Por: Helio de La Pena

Na: Quinta-feira

O Hélio e o Mar

Esta semana participei da 9a Travessia dos Fortes, uma prova de natação em que participaram 2 mil nadadores de todo o país. O percurso tem início no Forte Copacabana e vai até o Forte do Leme, num total de 3.500 metros. Fazer parte de uma festa como esta é excitante e divertido para quem gosta de nadar longas distâncias. Mas nada é mais relaxante do que umas braçadas sem compromisso numa praia deserta.



É isso que vocês vão ver neste vídeo. Gravei-o quando fui com alguns amigos à Prainha, na zona oeste da cidade. É uma região frequentada por surfistas e amantes da Natureza. Muitos cariocas desconhecem este paraíso. E raros foram aqueles que tiveram o privilégio de chegar a ilha de Peças, a pouco menos de dois quilômetros do litoral.

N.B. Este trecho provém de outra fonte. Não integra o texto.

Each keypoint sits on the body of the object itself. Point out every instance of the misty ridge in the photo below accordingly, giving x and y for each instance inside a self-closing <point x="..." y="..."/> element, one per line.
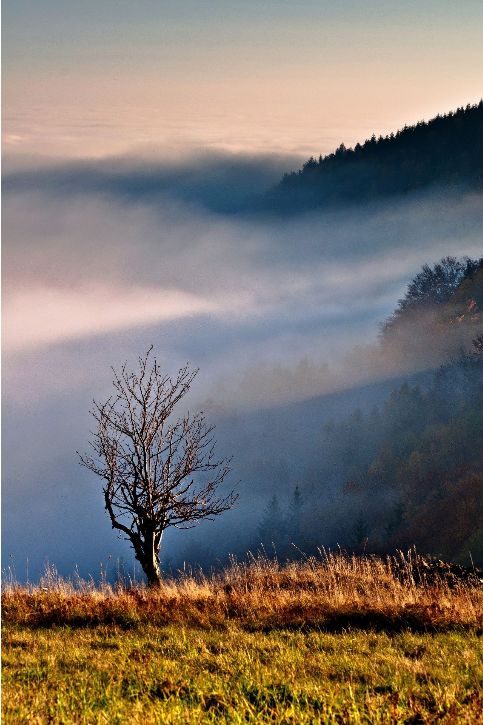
<point x="322" y="386"/>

Quando era criança, meu pai sofria pra conseguir me botar numa aula de natação. E, se estiver lendo isso, vai descobrir agora que a maioria das vezes que me deixou no Olaria Atlético Clube, eu escapava assim que ele partia para o trabalho. Se soubesse que um dia aquelas lições me permitiriam nadar até a ilha de Peças, provavelmente teria me empenhado mais.


Mas nunca é tarde para correr atrás do prejuízo. Depois de barbado, me interessei em praticar o esporte. No início em piscinas, contando azulejos como todo mundo. Recentemente, passei a nadar no mar e o prazer se multiplicou. O importante não é competir e sim curtir a vida em águas salgadas.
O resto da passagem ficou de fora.